June 24, 2003
Getting access to a trade secret can not be an offence if it happens passively: imagine that you receive a letter in the mail containing a CD with the latest UnixWare source code. It can't be an offence to bcc ESR on your e-mail to Caldera on how they want to have the CD returned.
June 24, 2003
Yes, there are certainly circumstances where no problems would ensue. But there are others where it could. My point was and remains: don't step into a legal arena without checking with a lawyer and ideally having one to represent your interests. This isn't an area for amateurs.
The law is a difficult and very complex field. It is deceptively understandable, as SCO is demonstrating.
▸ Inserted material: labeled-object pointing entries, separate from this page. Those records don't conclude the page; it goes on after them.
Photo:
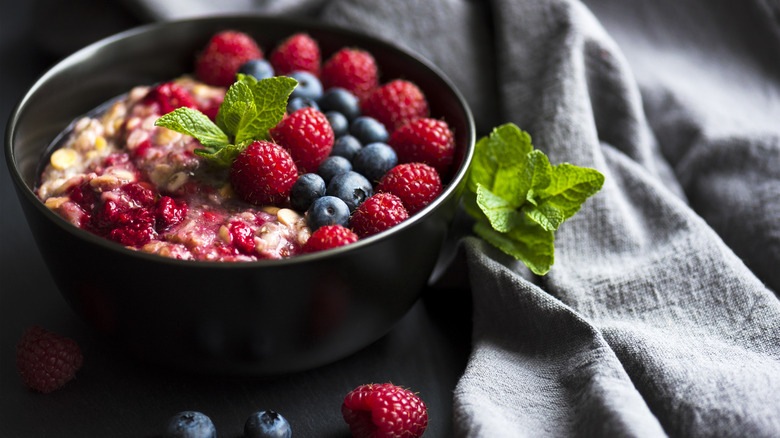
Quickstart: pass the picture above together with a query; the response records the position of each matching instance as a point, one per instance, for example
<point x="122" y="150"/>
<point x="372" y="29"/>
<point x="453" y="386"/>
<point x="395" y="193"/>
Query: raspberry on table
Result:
<point x="417" y="184"/>
<point x="352" y="69"/>
<point x="378" y="213"/>
<point x="263" y="174"/>
<point x="46" y="361"/>
<point x="224" y="54"/>
<point x="396" y="103"/>
<point x="329" y="236"/>
<point x="384" y="411"/>
<point x="308" y="136"/>
<point x="298" y="52"/>
<point x="425" y="140"/>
You can think you are on solid ground, only to find out you are sinking in quicksand. So, to give legal advice when you aren't a lawyer is hazardous to those who follow your advice. Partly that is because it's not like math, where one and one is reliably two. In the law, it's more like chess. There are definite rules, but you still can't predict the outcome in every instance, because there are humans in the picture. Also, although lawyers speak English (in the US), the words don't always mean what they do in a nonlegal context. This can lead to real misundertandings. It's a kind of code. I personally would never sign anything that put me in the middle of a lawsuit without first speaking to my own lawyer, someone representing my interests. And I hope no one else does either.
Eric S. Raymond
July 22, 2003
Unless I completely misundestand the law, simply having had access to someone else's trade secret is never actionable. You have to have *conveyed access to someone else* before you're exposed. And yes, I checked with a lawyer.